The initial doses of the Pfizer and BioNTech coronavirus vaccine will be delivered to states beginning Monday morning, according to the head of the Trump administration’s Operation Warp Speed.
Gen. Gustave Perna said 145 distribution sites will receive the vaccine on Monday, 425 sites on Tuesday, and 66 sites on Wednesday. The 636 locations are the only places states identified that currently have the capability to store the vaccine at the necessary ultracold temperatures.
The Food and Drug Administration (FDA) issued an emergency use authorization for the vaccine on Friday evening. Once a Centers for Disease Control and Prevention panel votes later Saturday, the vaccine will officially be cleared for use.
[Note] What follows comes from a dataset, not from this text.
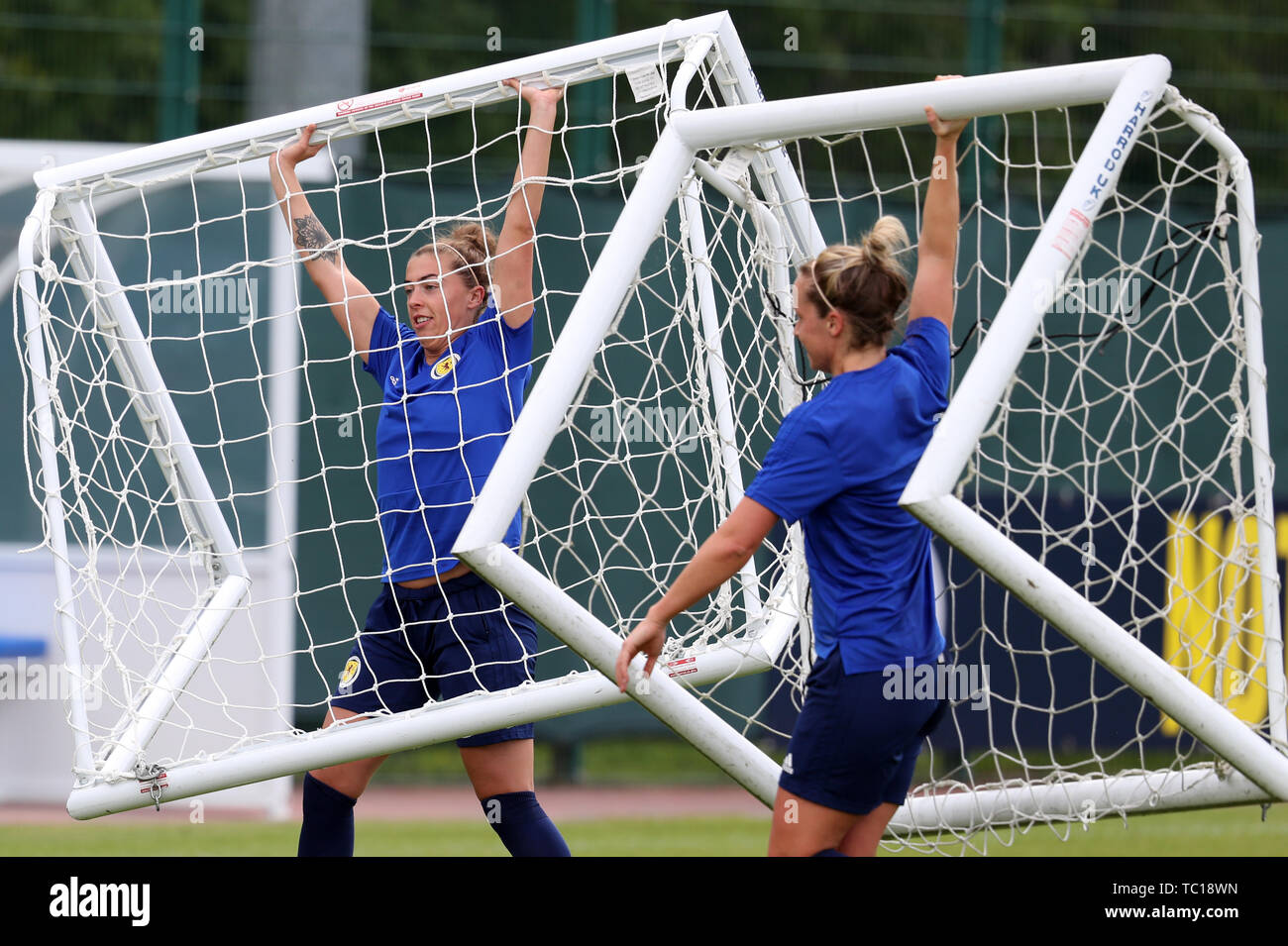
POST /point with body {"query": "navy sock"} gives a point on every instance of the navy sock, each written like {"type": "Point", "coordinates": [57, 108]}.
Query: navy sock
{"type": "Point", "coordinates": [327, 828]}
{"type": "Point", "coordinates": [523, 825]}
FDA Commissioner Stephen Hahn has denied that political pressure from the White House led to a quicker decision to issue the authorization. According to multiple reports, chief of staff Mark Meadows suggested to Hahn that his job was in jeopardy if the agency did not act Friday.
But Perna said it would not have made a difference if the FDA had waited to grant authorization until later Saturday.
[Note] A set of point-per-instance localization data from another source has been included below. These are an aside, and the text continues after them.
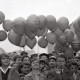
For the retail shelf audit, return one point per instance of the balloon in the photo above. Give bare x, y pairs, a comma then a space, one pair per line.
51, 38
51, 23
79, 21
42, 32
76, 26
3, 35
42, 42
43, 22
7, 25
23, 41
33, 23
19, 25
69, 35
75, 44
58, 32
2, 51
31, 42
62, 39
63, 23
2, 17
29, 34
14, 38
59, 48
69, 52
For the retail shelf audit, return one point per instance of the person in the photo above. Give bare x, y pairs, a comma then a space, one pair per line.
23, 53
6, 72
52, 62
25, 59
44, 56
35, 74
25, 69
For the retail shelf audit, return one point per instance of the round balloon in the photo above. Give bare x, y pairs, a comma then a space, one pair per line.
7, 25
19, 25
29, 34
14, 38
33, 23
23, 41
3, 35
43, 22
69, 52
2, 17
75, 44
2, 51
58, 32
51, 23
63, 23
59, 48
42, 42
51, 38
69, 35
31, 42
62, 39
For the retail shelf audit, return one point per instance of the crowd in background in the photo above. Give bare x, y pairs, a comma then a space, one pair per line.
52, 66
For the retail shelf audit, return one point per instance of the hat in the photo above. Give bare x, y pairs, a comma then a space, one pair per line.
42, 61
53, 57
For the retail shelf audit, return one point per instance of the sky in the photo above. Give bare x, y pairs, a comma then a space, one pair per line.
24, 8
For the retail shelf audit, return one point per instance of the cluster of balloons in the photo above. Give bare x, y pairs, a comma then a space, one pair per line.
23, 32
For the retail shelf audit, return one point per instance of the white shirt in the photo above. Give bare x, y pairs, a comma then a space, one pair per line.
4, 71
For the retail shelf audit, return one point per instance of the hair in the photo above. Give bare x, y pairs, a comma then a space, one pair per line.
15, 57
23, 52
62, 56
43, 54
3, 55
24, 57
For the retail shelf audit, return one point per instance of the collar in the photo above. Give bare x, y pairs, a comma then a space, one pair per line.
4, 71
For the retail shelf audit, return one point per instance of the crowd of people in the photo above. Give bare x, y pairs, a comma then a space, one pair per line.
52, 66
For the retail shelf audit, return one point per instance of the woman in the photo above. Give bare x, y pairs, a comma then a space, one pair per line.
6, 72
35, 73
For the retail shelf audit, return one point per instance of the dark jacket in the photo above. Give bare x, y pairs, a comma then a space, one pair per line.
13, 75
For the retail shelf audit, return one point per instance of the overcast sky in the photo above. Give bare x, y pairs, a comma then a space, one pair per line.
23, 8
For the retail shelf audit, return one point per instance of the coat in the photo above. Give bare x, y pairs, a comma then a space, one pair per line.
13, 75
30, 76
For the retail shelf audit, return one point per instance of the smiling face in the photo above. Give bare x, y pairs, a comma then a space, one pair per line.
35, 64
52, 62
5, 61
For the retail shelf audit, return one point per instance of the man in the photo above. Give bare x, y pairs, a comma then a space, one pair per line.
6, 72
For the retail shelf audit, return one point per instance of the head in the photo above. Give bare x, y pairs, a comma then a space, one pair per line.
34, 56
44, 56
4, 60
35, 64
23, 53
52, 61
73, 66
25, 59
42, 63
61, 60
25, 68
17, 59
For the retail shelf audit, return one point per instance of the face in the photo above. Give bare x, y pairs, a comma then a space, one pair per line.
25, 69
44, 58
52, 62
26, 60
5, 61
60, 61
41, 65
35, 64
73, 68
15, 66
18, 60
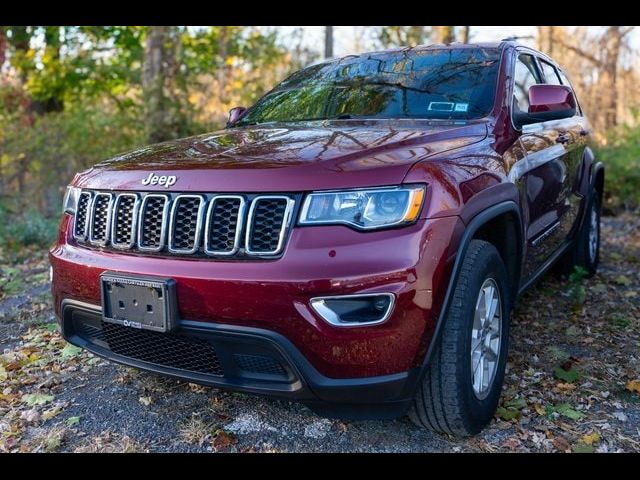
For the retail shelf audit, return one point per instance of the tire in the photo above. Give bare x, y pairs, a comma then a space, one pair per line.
586, 251
446, 400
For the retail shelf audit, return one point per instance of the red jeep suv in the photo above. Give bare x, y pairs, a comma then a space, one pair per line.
355, 240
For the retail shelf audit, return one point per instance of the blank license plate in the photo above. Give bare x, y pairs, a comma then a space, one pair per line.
139, 302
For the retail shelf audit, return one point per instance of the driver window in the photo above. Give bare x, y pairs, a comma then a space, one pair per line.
526, 74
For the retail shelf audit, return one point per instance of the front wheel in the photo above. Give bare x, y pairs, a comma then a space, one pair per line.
461, 388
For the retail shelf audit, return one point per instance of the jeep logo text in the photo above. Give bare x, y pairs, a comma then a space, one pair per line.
162, 180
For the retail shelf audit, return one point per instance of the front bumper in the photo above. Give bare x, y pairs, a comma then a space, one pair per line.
244, 359
412, 262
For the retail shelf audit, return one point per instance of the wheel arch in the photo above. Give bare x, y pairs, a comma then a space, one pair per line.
507, 212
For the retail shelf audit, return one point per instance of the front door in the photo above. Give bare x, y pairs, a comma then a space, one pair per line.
547, 174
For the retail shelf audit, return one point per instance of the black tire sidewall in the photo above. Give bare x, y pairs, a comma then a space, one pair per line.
480, 412
582, 251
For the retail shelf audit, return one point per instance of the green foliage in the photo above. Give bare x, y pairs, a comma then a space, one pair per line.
621, 157
30, 228
576, 286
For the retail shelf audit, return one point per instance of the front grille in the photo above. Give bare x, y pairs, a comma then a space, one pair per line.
186, 219
266, 219
152, 220
100, 218
124, 221
166, 349
82, 215
185, 224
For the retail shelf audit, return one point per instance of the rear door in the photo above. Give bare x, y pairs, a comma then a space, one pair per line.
546, 175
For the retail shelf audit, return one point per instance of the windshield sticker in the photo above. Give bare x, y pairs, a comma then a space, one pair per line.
441, 106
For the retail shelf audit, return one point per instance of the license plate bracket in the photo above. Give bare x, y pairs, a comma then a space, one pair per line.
147, 303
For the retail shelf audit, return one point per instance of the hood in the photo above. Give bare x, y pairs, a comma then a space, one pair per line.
281, 158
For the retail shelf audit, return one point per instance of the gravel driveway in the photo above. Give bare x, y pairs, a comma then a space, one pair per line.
573, 382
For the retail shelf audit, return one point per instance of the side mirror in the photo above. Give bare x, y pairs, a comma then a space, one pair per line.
547, 102
235, 114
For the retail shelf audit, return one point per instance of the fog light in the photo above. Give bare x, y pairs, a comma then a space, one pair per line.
354, 310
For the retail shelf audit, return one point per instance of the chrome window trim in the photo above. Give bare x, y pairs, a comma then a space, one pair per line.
163, 227
87, 216
534, 160
198, 233
240, 225
134, 221
100, 243
317, 305
285, 223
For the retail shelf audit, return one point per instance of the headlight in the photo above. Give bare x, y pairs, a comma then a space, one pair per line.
364, 209
71, 199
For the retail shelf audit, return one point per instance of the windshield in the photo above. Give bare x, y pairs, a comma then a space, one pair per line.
434, 84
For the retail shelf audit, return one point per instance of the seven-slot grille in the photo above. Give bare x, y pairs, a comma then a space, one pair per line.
185, 224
“We want to make sure that the vaccine arrived at a time period where the professionals are available to receive it and then eventually administer it. Our ultimate goal was to get it there no later than Monday morning,” Perna said.
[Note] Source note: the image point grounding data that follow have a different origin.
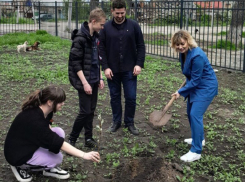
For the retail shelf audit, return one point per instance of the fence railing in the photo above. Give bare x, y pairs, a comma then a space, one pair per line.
217, 26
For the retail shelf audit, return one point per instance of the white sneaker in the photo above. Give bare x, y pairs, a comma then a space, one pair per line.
189, 141
190, 157
56, 172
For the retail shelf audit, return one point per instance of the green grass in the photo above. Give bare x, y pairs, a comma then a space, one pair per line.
226, 44
157, 42
12, 20
42, 36
223, 156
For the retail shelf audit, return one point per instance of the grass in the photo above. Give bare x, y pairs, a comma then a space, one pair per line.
13, 20
223, 156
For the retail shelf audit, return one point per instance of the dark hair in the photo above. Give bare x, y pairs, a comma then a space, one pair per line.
97, 14
118, 4
39, 97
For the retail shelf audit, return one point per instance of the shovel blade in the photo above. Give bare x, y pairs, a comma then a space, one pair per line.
158, 119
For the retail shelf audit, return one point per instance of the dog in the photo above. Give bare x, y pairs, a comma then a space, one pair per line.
34, 47
22, 47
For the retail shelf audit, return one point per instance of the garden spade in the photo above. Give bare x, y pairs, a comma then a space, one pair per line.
160, 118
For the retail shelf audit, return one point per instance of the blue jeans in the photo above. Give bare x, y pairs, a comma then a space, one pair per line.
195, 112
129, 82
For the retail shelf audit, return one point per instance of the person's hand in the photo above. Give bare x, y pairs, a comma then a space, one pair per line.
101, 84
137, 70
93, 156
176, 94
87, 88
108, 73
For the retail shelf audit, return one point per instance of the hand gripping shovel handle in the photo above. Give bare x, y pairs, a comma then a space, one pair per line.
171, 101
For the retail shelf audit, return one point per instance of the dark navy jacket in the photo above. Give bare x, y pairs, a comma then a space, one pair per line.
121, 49
81, 55
201, 81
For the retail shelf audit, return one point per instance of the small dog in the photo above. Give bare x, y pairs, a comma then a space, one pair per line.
22, 47
33, 47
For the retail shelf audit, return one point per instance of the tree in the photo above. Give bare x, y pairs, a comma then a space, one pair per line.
237, 21
93, 4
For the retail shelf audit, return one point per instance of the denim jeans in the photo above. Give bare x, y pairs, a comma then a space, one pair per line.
87, 105
129, 82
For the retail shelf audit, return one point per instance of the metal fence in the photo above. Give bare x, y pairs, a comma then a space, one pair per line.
209, 22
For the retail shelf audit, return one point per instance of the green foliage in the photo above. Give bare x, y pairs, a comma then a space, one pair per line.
222, 33
82, 7
41, 32
223, 44
13, 20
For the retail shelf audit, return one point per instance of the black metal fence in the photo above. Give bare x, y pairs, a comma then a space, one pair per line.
217, 26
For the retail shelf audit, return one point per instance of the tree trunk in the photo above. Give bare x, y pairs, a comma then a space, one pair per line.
94, 4
237, 20
69, 16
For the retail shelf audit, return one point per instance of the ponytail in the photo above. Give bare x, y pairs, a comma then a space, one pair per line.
32, 101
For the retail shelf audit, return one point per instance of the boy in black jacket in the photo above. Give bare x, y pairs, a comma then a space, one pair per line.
85, 75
Once the vaccines arrive at the distribution facilities, states will need to transport them to the hospitals, health clinics or long-term care facilities where they will be administered, one of many challenges states will need to overcome to get the vaccine into people’s arms.
Perna said he thinks that as early as three weeks from now, Operation Warp Speed will be able to distribute vaccines directly to local pharmacies, which have capability for ultracold storage.
States say they have only a fraction of the funding they need from the federal government to help with issues such as staffing, public education and tracking who has received both doses of the vaccine.
Health care workers, long-term care staff and residents, and other priority groups will be first in line to receive the vaccine. But the administration has not planned for the subsequent vaccination of hundreds of millions of Americans in the general population next year or how to pay for it.
The federal government plans to send 2.9 million doses in the first wave, with additional doses coming every week. Perna said he thinks the administration will still reach its goal of distributing 40 million doses — enough for 20 million people — by the end of this month.
Perna said some states are planning to vaccinate health care workers and residents of long-term care facilities together in one group.
“I know for a fact after speaking with many governors myself personally and then taking state briefs, from all the states slash regions, including the federal agencies … many of them are going to simultaneously do front-line health care workers as well as long-term health care facilities,” Perna said.